Spritzen gegen Falten nicht nur für die Alten – Wann fing das an mit dem Jugendwahn?

Um eins vorweg zu nehmen: der Wahnsinn, mit 50 aussehen zu müssen wie eine Zwanzigjährige, das gab es vor dreißig Jahren schon. In einigen Branchen (Medien). Heute legen sich Mädchen im Alter eines Teenagers unter das Messer, um die Nase Kleopatras zu bekommen oder wünschen sich „fett“ eine Schönheitsoperation. Brüste verkleinern ist selten, das zahlt aber vielleicht die Kasse. Brüste vergrößern bezahlt der Sugardaddy. Oder der Papa, weil Mama weiß, wie schädlich das ist: Sie trägt Größe Doppel D als Hochzeitsgeschenk. Soweit die Satire. Wenn Sie also in letzter Zeit vor dem TV oder Ihrer Promizeitschrift saßen und dachten, sie brauchen eine neue Brille, weil sie Verona und Dieter nicht mehr erkennen: keine Sorge, das liegt nicht an Ihrer Sehstärke.

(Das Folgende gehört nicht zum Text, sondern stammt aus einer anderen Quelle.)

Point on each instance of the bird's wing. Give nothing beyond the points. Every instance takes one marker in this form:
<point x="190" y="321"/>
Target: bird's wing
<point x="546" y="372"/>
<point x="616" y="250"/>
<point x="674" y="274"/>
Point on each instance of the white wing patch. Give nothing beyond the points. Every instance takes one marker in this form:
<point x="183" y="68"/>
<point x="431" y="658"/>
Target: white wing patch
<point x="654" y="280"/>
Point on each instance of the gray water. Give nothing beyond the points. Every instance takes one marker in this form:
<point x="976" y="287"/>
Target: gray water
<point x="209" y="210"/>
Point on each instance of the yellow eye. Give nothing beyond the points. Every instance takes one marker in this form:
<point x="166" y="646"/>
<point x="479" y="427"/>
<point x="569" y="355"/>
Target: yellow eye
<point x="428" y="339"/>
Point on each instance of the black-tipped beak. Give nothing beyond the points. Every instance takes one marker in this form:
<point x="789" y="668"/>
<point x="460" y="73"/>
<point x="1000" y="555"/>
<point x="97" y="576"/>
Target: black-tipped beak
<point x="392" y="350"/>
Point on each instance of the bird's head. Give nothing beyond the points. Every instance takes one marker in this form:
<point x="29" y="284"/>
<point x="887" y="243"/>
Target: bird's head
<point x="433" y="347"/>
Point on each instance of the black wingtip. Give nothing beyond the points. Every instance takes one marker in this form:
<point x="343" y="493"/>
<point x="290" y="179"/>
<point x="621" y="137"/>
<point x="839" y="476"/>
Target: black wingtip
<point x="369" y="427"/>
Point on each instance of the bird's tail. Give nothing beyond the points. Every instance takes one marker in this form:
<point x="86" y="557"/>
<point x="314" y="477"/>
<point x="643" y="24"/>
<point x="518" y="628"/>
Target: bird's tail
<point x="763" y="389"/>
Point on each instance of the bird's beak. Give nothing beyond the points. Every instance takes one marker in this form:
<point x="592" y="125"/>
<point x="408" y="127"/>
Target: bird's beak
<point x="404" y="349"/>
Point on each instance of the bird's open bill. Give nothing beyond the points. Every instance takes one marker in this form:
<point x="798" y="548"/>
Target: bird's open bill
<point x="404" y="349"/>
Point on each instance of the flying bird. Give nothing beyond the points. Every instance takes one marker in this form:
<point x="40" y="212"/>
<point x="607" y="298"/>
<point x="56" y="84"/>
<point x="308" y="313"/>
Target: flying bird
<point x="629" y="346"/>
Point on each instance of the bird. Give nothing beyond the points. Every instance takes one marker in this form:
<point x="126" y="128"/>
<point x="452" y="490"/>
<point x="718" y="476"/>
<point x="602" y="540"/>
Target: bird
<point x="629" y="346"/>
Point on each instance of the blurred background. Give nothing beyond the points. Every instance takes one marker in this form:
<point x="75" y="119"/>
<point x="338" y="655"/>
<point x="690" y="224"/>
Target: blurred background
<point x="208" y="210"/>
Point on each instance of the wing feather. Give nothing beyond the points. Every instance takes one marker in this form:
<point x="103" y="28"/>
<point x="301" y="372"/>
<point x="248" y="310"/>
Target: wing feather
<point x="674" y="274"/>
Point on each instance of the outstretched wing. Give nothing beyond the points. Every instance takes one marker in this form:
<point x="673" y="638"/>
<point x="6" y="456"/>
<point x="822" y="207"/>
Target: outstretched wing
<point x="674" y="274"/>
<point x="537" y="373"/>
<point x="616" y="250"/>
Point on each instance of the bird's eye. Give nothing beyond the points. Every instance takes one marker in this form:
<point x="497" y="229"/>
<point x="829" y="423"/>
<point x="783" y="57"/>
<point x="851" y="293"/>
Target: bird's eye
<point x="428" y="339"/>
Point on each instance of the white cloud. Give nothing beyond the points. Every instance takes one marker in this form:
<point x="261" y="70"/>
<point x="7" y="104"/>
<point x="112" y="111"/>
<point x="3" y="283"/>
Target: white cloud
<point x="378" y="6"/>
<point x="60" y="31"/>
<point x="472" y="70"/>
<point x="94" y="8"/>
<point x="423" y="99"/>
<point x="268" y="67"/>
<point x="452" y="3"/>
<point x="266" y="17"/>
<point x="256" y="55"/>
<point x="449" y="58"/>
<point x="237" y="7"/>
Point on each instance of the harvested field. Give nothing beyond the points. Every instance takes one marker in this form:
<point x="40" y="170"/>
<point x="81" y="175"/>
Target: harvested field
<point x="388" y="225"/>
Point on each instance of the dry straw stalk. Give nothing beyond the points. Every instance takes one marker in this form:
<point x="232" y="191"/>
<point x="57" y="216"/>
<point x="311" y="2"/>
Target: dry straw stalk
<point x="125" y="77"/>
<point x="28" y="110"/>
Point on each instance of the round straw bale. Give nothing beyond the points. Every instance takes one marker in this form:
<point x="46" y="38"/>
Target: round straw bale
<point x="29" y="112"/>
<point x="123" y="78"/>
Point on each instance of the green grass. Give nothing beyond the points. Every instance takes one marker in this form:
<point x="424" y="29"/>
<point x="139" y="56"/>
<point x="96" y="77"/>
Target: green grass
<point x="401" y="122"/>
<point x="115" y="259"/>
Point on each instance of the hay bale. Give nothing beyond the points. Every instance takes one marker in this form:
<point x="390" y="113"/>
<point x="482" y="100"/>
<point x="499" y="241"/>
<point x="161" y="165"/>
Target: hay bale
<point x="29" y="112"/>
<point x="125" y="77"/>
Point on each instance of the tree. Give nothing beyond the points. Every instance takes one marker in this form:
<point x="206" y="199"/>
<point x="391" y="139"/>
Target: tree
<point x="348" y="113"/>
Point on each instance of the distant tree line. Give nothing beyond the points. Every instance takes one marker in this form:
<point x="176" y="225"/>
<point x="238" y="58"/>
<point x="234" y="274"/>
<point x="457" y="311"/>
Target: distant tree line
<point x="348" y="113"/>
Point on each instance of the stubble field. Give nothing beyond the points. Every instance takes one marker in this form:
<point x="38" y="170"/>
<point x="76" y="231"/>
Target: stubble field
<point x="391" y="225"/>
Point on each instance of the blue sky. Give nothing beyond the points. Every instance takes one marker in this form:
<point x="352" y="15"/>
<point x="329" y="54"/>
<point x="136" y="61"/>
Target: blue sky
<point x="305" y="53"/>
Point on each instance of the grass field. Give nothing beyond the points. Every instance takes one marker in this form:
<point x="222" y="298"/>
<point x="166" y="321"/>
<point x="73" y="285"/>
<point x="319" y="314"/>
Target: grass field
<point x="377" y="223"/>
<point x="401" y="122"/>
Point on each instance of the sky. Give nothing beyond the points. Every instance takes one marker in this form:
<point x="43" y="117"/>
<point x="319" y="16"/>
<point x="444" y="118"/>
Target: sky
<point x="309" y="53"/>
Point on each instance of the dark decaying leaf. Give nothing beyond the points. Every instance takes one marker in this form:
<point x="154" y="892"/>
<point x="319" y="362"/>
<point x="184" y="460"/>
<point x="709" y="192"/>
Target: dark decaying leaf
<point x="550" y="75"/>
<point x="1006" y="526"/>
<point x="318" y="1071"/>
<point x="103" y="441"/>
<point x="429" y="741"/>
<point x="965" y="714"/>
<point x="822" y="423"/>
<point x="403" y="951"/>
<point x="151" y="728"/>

Brille? Viel Mann! Bei mir war es ein „gut gemeintes Angebot“ des Hausarztes, der schon in den 90ern nach Wegen suchte, etwas Geld zu verdienen, außerhalb der Kassenleistungen. Während sich seine Kollegen mit IGel-Leistungen*(1) über die Runden retteten, hatte er sich zur Verfügung gestellt für eine Studie über die Wirksamkeit der Akupunktur(2), an der ich teilgenommen hatte.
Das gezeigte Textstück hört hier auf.